Assisted dying
Doctors in The Netherlands have ruled that a doctor acted in 'good faith' despite restraining a patient as they were given an injection Shaun Best/Reuters

A Dutch doctor who drugged an elderly woman's coffee before asking her family to restrain her did not break the country's euthanasia laws, a panel has ruled.

The unnamed woman, who was in her 80s, reportedly suffered from dementia and had expressed her desire to die when 'the time was right' to her husband.

She was placed in a nursing home by her family and medical records show that she would wander around the building at night, often showing signs of fear and anger. Senior doctors at the facility believed she was suffering intolerably and could not confirm whether it was 'the right time' for the procedure to go ahead or not.

The medical notes revealed that a female doctor placed a soporific in her coffee to calm her down before she was given a lethal injection. As she was being injected the woman woke up and began fighting the doctor, it was then that her family helped restrain her, medical notes say.

The case was referred to the Regional Review Committee which found that the case involved some irregularities that merited a reprimand of the doctor. Namely that she had crossed the line by giving her the soporific and should have stopped the procedure when the woman resisted.

However they concluded that the doctor acted in good faith. Regional Review Committee Chairman Jacob Kohnstamm said according to the Mail Online: "I am convinced that the doctor acted in good faith, and we would like to see more clarity on how such cases are handled in the future."

The committee heard how the shocking revelation that the elderly woman had said in the days before her death that did not want to die.

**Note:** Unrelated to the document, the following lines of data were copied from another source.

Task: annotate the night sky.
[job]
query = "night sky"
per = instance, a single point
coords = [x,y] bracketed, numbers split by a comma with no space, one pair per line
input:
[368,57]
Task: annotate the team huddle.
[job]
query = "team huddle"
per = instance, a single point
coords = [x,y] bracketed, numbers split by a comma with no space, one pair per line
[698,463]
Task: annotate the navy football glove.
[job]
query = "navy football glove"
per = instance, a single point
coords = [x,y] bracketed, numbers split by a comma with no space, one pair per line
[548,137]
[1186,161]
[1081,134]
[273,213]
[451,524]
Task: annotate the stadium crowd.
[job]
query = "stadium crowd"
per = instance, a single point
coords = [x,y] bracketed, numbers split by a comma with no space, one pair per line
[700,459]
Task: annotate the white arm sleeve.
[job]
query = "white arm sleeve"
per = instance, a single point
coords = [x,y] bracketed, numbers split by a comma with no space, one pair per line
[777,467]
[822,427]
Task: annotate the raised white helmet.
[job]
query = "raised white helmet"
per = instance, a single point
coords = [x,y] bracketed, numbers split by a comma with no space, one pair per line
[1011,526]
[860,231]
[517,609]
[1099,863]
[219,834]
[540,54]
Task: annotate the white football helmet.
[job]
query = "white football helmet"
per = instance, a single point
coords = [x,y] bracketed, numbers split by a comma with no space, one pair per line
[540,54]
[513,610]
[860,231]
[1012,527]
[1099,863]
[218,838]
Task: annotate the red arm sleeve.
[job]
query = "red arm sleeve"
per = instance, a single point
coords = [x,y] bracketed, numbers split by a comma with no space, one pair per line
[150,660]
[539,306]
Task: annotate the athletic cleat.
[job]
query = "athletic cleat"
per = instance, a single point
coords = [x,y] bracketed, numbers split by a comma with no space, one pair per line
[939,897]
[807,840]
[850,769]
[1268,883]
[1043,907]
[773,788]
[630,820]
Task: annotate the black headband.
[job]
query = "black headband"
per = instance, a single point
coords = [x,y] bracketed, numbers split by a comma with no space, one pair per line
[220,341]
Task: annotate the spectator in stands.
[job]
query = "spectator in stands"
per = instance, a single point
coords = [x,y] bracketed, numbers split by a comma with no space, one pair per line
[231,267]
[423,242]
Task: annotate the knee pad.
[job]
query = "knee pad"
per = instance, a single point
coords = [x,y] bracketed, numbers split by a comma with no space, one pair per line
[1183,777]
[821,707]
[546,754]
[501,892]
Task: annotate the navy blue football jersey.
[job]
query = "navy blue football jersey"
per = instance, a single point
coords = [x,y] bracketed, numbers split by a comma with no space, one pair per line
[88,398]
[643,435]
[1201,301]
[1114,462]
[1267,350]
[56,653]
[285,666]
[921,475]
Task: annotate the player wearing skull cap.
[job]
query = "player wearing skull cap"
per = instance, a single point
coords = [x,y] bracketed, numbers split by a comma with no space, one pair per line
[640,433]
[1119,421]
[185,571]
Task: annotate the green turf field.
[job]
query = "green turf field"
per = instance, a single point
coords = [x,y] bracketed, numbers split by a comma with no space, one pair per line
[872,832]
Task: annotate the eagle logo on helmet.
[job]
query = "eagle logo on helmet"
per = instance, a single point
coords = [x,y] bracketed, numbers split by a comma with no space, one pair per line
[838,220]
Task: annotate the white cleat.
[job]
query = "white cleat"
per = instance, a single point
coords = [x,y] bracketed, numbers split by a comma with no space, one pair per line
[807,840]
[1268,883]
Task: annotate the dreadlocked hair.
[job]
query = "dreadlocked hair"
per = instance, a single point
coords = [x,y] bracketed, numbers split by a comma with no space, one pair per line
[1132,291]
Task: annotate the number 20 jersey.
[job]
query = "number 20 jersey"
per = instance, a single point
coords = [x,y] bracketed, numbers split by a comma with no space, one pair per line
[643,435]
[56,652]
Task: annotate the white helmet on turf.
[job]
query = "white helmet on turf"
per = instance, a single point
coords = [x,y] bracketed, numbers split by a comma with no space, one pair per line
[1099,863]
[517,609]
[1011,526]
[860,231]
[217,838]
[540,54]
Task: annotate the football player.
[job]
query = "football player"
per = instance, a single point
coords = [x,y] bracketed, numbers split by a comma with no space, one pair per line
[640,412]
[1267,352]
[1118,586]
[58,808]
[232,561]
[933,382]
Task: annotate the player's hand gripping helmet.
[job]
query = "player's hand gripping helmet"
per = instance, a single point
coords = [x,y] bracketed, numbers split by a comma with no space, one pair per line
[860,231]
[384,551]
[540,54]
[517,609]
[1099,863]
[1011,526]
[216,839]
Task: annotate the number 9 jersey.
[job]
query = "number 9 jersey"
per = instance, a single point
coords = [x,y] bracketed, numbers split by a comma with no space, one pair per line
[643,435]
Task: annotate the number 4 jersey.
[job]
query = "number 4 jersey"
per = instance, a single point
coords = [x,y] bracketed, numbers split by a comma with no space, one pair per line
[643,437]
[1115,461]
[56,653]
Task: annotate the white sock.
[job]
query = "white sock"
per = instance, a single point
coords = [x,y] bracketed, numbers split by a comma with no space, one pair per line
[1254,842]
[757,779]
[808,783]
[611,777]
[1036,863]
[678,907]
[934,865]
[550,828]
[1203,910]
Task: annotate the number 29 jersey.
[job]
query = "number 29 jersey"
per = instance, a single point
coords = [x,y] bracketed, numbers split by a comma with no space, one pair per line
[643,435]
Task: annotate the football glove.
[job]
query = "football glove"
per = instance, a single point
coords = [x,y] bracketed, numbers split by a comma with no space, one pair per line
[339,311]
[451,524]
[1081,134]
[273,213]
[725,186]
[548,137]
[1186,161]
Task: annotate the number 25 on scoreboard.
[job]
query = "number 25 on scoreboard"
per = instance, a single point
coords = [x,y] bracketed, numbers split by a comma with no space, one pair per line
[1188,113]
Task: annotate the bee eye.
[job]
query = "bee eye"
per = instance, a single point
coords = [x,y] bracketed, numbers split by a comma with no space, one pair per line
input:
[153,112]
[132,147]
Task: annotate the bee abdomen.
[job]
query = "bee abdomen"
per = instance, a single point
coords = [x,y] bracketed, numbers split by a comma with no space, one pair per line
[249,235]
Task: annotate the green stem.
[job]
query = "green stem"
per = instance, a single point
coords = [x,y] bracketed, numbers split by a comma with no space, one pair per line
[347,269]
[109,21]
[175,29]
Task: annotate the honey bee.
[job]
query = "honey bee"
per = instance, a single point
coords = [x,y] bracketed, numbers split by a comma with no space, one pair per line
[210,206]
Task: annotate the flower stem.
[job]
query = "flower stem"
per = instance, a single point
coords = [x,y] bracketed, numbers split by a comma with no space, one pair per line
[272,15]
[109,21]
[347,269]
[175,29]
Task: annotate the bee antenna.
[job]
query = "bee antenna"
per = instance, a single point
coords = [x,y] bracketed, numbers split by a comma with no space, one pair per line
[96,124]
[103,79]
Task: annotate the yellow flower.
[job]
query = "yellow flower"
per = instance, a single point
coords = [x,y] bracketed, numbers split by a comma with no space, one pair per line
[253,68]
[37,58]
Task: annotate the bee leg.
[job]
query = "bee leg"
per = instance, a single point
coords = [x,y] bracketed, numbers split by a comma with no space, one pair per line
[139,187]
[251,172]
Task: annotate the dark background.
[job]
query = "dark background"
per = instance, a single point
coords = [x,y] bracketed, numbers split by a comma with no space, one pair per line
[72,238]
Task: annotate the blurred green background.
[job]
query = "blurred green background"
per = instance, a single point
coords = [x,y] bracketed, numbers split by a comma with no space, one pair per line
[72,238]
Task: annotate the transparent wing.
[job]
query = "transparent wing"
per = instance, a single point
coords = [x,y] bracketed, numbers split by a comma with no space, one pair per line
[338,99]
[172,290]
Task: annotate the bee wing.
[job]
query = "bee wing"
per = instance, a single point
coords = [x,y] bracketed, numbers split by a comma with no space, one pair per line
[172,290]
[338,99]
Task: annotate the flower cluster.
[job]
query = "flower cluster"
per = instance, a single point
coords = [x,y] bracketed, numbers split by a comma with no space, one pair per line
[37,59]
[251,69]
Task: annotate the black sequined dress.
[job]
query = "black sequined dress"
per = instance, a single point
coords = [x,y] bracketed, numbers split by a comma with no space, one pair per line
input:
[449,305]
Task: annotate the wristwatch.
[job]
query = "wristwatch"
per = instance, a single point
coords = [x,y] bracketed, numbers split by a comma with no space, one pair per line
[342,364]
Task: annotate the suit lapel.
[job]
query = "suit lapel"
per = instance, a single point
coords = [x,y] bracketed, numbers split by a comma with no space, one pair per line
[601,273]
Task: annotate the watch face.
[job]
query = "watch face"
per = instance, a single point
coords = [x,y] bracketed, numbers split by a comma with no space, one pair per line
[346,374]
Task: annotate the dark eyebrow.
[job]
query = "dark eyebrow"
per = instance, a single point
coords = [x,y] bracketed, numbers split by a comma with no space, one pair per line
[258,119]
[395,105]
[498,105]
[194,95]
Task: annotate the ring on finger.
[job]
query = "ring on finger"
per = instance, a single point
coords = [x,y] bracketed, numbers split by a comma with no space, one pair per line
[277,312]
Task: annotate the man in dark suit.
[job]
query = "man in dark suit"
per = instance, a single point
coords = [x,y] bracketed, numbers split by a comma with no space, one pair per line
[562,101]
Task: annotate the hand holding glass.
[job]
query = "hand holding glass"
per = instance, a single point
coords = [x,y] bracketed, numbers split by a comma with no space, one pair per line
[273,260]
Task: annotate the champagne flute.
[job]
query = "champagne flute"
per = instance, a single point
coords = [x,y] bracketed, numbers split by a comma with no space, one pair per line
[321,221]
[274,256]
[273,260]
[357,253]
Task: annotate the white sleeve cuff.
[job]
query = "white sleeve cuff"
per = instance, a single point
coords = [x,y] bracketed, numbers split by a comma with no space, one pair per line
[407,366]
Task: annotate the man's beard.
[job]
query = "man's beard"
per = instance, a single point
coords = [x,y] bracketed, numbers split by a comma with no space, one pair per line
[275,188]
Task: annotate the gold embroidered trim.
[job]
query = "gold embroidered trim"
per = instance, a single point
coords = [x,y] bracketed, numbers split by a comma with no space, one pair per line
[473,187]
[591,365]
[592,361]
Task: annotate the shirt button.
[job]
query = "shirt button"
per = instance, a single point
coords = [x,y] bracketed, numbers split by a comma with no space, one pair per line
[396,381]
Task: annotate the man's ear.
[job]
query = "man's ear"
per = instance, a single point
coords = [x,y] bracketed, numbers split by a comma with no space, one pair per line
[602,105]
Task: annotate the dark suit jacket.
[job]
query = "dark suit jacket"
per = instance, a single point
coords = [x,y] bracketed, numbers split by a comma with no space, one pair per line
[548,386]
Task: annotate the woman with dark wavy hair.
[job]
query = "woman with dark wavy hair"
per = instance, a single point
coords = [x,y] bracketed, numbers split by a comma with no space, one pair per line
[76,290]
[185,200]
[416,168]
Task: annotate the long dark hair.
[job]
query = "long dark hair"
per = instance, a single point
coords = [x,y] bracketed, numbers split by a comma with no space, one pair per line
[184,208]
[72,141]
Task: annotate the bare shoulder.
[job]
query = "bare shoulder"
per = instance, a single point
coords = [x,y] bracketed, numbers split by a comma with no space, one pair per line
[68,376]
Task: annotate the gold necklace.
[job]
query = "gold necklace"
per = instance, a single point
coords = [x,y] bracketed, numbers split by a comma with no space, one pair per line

The doctor had never spoken to her about euthanasia, saying that she did not want to cause her patient any additional stress.

Kohnstamm reportedly said he was in favour of a trial for the doctor: "Not to punish the doctor, who acted in good faith and did what she had to do, but to get judicial clarity over what powers a doctor has when it comes to the euthanasia of patients suffering from severe dementia."

The paperwork and committee's he recommendations will now be assessed by prosecutors and health officials and a decision on whether to bring a case will be discussed.

The Netherlands introduced the euthanasia law 17 years ago with more than 5,500 people ending their lives since. According to Dutch law each time a doctor performs a euthanasia procedure they must prepare a report for a coroner who sends the relevant documents to the Regional Review Committee.

In May last year Dutch psychiatrist Paulan Stärcke, who has carried out the procedures at the country's End of Life clinic, told the Telegraph that doctors in her profession are "too hesitant" in agreeing to euthanasia for patients with psychiatric diseases.